Również A. Barret i D. Magnani, w swej książce pt. The Watchtower Files:
Dialogue with Jehovah's Witness ocierają się o ten temat, i na str. 293
zamieszczają fotokopię m.in. powyższej Strażnicy z 1880 r.  Po latach
Strażnica z 15 marca 1996 roku wspominała odnośnie tego wszystkiego: "Czy
się obrazimy i opuścimy organizację ? Niektórzy tak się zachowali, gdy wiele
lat temu Strażnica podała, iż nowe przymierze odnosi się do Millenium" (str.
16 - 17, par. 9). 

Ale na tym nie koniec. Inne nauki, do których powracano a potem znów 
odwoływano,  i powracano, to na przykład problem zmartwychwstania Sodomitów. 
I tak, Russell w swym Boskim Planie Wieków (ed. pol. 1917 r.,
str. 135) uczył, że zmartwychwstaną. Potem jednak książka pt. Od raju
utraconego, do raju odzyskanego uczyła, że nie (str. 236). Szybko jednak
zmieniono tą naukę na korzyść starej i w Strażnicy nr. 5 z 1966 r., na str.
2, znów zaczęto uczyć, że zmartwychwstaną (por. Będziesz mógł żyć
wiecznie...., str. 179, ed. 1984 i 89).  Ale i to nauczanie szybko znudziło
się  Towarzystwu i Strażnica nr. 17 z 1988 r. znów stwierdza, że oni nie
zmartwychwstaną (str. 31, por. Będziesz mógł żyć...., str. 179, ed. 1990
r.). Znów więc czterokrotna zmiana nauki. 
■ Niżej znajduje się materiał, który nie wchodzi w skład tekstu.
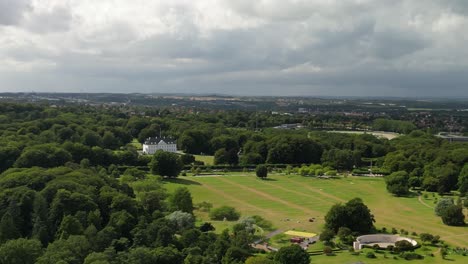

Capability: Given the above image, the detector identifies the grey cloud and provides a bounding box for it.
[0,0,31,25]
[24,5,72,34]
[0,0,468,96]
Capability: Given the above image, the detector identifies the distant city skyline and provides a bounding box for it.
[0,0,468,98]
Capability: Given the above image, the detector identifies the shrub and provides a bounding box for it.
[400,252,424,260]
[210,206,240,221]
[395,240,413,251]
[323,246,333,256]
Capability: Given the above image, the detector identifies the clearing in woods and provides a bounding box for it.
[164,173,468,247]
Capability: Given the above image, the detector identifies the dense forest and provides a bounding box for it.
[0,103,468,263]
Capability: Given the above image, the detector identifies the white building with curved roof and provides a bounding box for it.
[143,137,177,155]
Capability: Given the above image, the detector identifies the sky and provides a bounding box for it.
[0,0,468,98]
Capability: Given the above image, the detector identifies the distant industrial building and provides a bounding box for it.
[437,132,468,142]
[143,137,177,154]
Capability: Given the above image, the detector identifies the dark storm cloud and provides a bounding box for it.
[0,0,468,96]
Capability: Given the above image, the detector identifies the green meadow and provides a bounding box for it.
[164,173,468,263]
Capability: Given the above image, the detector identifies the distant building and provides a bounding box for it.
[273,123,304,129]
[437,132,468,142]
[143,137,177,154]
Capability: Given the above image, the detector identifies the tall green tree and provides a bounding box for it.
[0,211,21,243]
[149,150,183,177]
[385,171,409,196]
[255,164,268,179]
[169,187,193,214]
[325,198,375,234]
[274,245,310,264]
[0,238,42,264]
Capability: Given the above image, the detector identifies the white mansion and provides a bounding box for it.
[143,137,177,154]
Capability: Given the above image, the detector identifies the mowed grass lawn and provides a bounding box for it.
[193,155,214,165]
[164,173,468,248]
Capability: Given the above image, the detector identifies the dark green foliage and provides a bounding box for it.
[400,252,424,260]
[0,212,21,243]
[336,227,355,245]
[180,154,195,165]
[169,187,193,214]
[15,144,72,168]
[458,164,468,196]
[325,198,375,234]
[320,229,335,243]
[37,236,91,264]
[149,150,183,177]
[274,245,310,264]
[255,164,268,179]
[0,238,42,264]
[210,206,240,221]
[385,171,409,196]
[200,222,215,232]
[267,136,323,164]
[434,198,454,216]
[214,148,239,165]
[395,240,414,251]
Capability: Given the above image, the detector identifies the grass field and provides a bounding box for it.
[165,173,468,263]
[328,130,401,139]
[193,155,214,165]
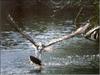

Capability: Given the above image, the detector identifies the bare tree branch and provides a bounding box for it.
[8,14,38,47]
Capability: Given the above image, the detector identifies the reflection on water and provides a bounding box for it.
[0,20,100,75]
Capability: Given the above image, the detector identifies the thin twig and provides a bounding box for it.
[8,14,38,47]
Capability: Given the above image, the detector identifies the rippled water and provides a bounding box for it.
[0,22,100,75]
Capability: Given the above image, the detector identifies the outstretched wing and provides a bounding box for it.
[8,14,38,47]
[45,23,90,47]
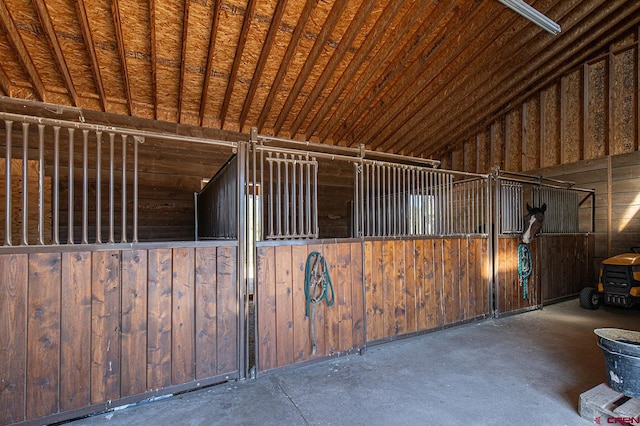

Inna czterokrotna zmiana nauki dotyczy interpretacji wersetu Rdz. 6:2. 
Kiedyś uczono, że aniołowie, o których mowa w tym wersecie będą żyli, 
przynajmniej niektórzy (Co Pismo Święte mówi o spirytyźmie, ed. 1897, 
str. 119-124; Co kaznodzieja Russell odpowiadał na zadawane jemu liczne 
pytania, str. 8-11). Potem zaczęto uczyć, że aniołowie z tego wersetu 
będą zniszczeni (Wyzwolenie, ed. 1926-29, str. 35). 10 lat później 
wrócono do nauki, która mówi, że aniołowie będą żyć (Aniołowie, ed. 1934, 
str. 11-13; Bogactwo, ed. 1936, str. 91). Na końcu Strażnica z roku XCV 
[tzn. 1974] nr. 8 na str. 24 zaczęła ponownie uczyć o zniszczeniu aniołów.  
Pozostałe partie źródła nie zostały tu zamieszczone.